Prayers from and in American history

By Christopher Gaul

While the ragged and dispirited American troops were quartered for the winter in extreme conditions at Valley Forge in 1777, a pious Quaker by the name of Potts was walking through a large grove near the army’s headquarters when he was surprised by the sight of a man, his back toward him, kneeling in earnest prayer. Potts stood still and watched as the man slowly got to his feet and then turned to face the Quaker, who recognized him immediately. It was Gen. George Washington.

When Potts got back to his home he excitedly told his wife he was now convinced the Americans, even though they had not fared well at Germantown, would go on to beat the British because he had witnessed Washington in prayer.

The anecdote, intended to establish the Christian character of Washington, is retold in the introduction of a slender volume called “Prayers from American History,” compiled and edited by Conrad Bladey, a parishioner of St. Philip Neri in Linthicum (near his home), who was inspired to create the unique work after attending a faculty retreat for Seton Keough High School where earlier this year he had taught American history.

The retreat addressed the concept of the school as a “community of prayer,” and whether it was, in fact, a good idea to open each class with prayer.

Conrad, who now teaches Irish studies at Harford Community College in the evenings, told me he was a little surprised to discover how many teachers weren’t too keen on the idea, noting as they did that prayers were already broadcast on the school’s intercom system at the beginning and end of the school day.

Prayers before each class would detract from the need to press on with the curriculum, they argued. Conrad said he understood their concern because classroom work is indeed demanding, but it got him to thinking.
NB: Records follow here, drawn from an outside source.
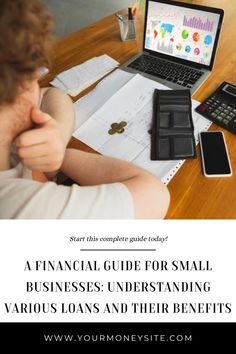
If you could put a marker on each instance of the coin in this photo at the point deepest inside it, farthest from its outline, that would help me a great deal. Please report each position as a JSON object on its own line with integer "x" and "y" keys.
{"x": 111, "y": 132}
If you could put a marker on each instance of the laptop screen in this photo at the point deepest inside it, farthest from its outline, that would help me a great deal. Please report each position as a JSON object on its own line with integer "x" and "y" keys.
{"x": 182, "y": 32}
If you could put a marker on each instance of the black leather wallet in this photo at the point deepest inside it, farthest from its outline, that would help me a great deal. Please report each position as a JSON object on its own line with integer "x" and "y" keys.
{"x": 172, "y": 133}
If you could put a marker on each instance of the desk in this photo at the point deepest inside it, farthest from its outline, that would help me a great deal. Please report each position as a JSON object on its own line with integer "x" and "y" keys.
{"x": 193, "y": 196}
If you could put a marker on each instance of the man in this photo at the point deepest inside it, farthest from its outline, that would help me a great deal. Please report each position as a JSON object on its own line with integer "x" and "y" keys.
{"x": 35, "y": 127}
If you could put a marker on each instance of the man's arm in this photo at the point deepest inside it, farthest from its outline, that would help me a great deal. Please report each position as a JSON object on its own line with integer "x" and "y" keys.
{"x": 150, "y": 195}
{"x": 42, "y": 148}
{"x": 59, "y": 106}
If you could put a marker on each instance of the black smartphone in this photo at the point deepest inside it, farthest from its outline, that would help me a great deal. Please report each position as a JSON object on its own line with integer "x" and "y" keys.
{"x": 215, "y": 157}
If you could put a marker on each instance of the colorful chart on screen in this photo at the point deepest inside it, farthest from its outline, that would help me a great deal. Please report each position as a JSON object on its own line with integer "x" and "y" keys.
{"x": 181, "y": 32}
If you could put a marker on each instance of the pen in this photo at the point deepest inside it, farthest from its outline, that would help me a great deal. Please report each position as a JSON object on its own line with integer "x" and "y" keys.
{"x": 130, "y": 14}
{"x": 120, "y": 17}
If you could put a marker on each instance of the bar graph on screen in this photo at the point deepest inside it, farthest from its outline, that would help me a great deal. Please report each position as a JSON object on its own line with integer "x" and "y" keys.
{"x": 195, "y": 22}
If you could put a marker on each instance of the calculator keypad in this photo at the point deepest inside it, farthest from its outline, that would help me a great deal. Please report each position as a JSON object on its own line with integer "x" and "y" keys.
{"x": 219, "y": 111}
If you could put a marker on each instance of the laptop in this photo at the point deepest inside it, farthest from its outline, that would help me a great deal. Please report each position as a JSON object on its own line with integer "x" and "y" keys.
{"x": 180, "y": 42}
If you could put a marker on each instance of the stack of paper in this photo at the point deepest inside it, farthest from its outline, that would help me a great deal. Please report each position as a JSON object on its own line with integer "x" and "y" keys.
{"x": 78, "y": 78}
{"x": 123, "y": 97}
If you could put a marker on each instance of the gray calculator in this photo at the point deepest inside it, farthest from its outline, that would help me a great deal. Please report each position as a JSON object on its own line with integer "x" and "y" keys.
{"x": 220, "y": 107}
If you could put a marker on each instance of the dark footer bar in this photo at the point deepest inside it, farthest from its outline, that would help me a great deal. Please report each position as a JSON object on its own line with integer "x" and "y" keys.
{"x": 188, "y": 335}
Surely, he thought, there were prayers that were part of U.S. history, for example, which would actually contribute to not detract from the curriculum.

He couldn’t find anything already in print and so he spent hours at local university libraries and the Library of Congress tracking down prayers from American history, and the result is his booklet containing prayers from just about every period of our history, from the time of the American Indians to 9/11.

And a fascinating collection it is. In it you’ll find Mark Twain, wonderful entries from Washington’s prayer journal, the prayer on “the day of fasting and prayer” ordered by Abraham Lincoln; the prayers of Thomas Jefferson and John Quincy Adams; prayers of soldiers in the Civil War, including those distributed to Jewish Confederate soldiers; prayers of Joseph Smith, founder of the Mormons; early African American prayers; the prayers of poets like Whittier and Sandburg, and of evangelist, Billy Graham.

There is also a rather stern reminder from The Baltimore Catechism (1891): “Prayer is necessary to salvation, and without it no one having the use of reason can be saved.”

I don’t suppose Conrad brought that up at the Seton Keough faculty retreat.

Conrad is selling his “Prayers from American History” for $9, which he says is his cost, and one that schoolteachers and other interested folk may easily afford.